March 12, 2015 12:00 am | Updated 05:42 am IST - HYDERABAD:

A day before the public hearings scheduled by the Telangana State Electricity Regulatory Commission (TSERC) over the discoms’ tariff hike proposals, budgetary allocations by the State government towards power subsidy prove to be a watered down affair, indicating heavy tariff hikes imminent for consumers.

The Telangana State Budget for the year 2015-16 shows the allocation for agricultural and allied subsidies at Rs. 4,257.24 crore, which is way below the revenue gap shown by the Southern and Northern power distribution companies in their Aggregate Revenue Requirement notes submitted to the TSERC.

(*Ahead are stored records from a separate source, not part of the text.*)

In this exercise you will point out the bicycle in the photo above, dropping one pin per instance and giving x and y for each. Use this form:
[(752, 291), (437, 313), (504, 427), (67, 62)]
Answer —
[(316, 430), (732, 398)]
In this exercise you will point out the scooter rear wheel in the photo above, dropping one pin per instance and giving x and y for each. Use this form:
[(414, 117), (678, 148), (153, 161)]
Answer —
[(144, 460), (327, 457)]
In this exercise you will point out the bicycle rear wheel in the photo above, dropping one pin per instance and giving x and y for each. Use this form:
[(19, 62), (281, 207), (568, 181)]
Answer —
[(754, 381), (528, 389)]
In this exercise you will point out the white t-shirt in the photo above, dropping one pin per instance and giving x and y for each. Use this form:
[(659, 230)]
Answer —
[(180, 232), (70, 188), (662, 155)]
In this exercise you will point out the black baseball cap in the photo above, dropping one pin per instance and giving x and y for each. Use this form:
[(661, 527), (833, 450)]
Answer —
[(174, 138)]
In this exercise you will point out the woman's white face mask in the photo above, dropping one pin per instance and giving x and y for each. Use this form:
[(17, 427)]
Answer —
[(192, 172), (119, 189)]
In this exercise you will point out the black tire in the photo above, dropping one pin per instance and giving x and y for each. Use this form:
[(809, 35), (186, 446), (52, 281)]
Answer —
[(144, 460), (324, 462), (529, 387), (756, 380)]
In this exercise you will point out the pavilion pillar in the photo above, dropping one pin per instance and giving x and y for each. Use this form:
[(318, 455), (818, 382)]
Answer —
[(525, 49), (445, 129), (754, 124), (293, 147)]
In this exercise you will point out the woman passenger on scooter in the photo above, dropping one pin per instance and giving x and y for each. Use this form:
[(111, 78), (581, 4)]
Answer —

The discoms projected the revenue gap at Rs. 6,476 crore after tariff hikes, which is 52 per cent higher than the budgetary allocations. The deficit can be realised only through further rise in tariffs, unless government chips in with supplementary allocations, says M. Venugopala Rao from the Centre for Power Studies. Nevertheless, the provisions are higher than the Rs.3,000 crore allocations in the previous budget towards subsidy.

The total budgetary provisions for Energy sector have been put at Rs.7,400 crore, of which Rs.1,380 crore are shown under planned outlay. Of the planned budget, Rs.1,000 crore are marked for capital infusion into the Telangana State Power Generation Corporation (TSGENCO), for various projects on the cards.

TSGENCO got Rs.1,000 crore more as grant-in-aid, which is assumed to have been given for financial restructuring of the public utility.

Another Rs.455.76 crore has been allocated for the Telangana Tranmission Corporation under grants-in-aid.

In his budget speech, Minister for Finance E. Rajender proposed 4,000 off-the-grid solar power plants of one kilowatt capacity for addressing household needs, for which the state government will offer 20 per cent subsidy in addition to the central subsidy.

However, the plan allocations for the Telangana New and Renewable Energy Development Corporation (TNREDC) have been put at a little over Rs.180 crore, which is Rs.60 crore less than previous year’s budgetary provisions.

“Overall allocation for Energy is substantially higher. But the subsidy provisions will not suffice the implicit subsidy requirements projected by the discoms,” Mr.Rao says.